2.2. EUCAST Broth Microdilution
After the EUCAST broth microdilution application, statistical and microbiological calculations were performed (Table 1). For C. albicans strains, a geometric mean of 0.010 and a mode of 0.008 mg/L were reported. MIC50 and MIC90 values were respectively 0.008 and 0.016 mg/L. A total MIC range of 0.008–1 mg/L was observed.
For C. glabrata strains, a geometric mean of 1.898 and a mode of 2 mg/L were observed. MIC50 and MIC90 had the same value (2 mg/L). Every MIC value has returned within 1–2 mg/L. For C. krusei isolates, a geometric mean of 0.613 and a mode of 0.5 mg/L were reported. MIC50 and MIC90 had the same value (0.5 mg/L). A total MIC range of 0.5–2 mg/L was observed.

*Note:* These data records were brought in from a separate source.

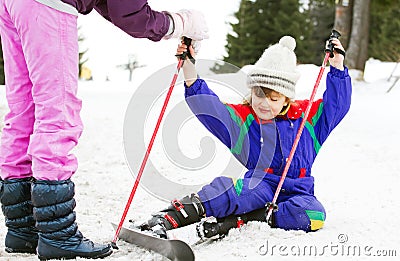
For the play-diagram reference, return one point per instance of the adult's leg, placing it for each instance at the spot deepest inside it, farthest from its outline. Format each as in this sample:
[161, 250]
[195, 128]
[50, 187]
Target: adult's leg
[15, 164]
[50, 45]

C. tropicalis strains showed a geometric mean of 0.010 and a mode of 0.008 mg/L. MIC50 and MIC90 were equal to 0.008 mg/L. A MIC range of 0.008–2 mg/L was observed. C. parapsilosis complex isolates showed a geometric mean of 0.014 and a mode of 0.016 mg/L. MIC50 had the value of 0.016 mg/L, while MIC90 had the value of 0.032 mg/L. A MIC range of 0.008–0.125 mg/L was observed. The MICs for C.. krusei ATCC 6258 and C. parapsilosis ATCC 22019 were in the recommended ranges.

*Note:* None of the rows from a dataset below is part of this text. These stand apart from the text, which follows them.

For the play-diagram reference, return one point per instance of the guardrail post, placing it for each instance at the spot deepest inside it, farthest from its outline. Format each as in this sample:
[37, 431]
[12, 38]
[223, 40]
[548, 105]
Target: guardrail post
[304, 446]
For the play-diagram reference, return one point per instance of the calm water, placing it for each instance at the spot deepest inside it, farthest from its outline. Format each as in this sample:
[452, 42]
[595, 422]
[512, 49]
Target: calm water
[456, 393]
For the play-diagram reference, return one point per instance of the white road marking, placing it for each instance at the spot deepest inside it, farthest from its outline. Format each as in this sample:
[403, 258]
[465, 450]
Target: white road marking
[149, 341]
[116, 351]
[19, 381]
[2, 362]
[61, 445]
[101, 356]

C. guilliermondii strains showed a geometric mean of 0.009 mg/L and a mode of 0.008 mg/L. MIC50 and MIC90 had the value of 0.008 mg/L. A MIC range of 0.008–0.016 mg/L was detected. C. famata strains showed a geometric mean and a mode of 0.006 mg/L. MIC50 and MIC90 had a value of 0.006 mg/L. All detected MIC values were equal to 0.006 mg/L.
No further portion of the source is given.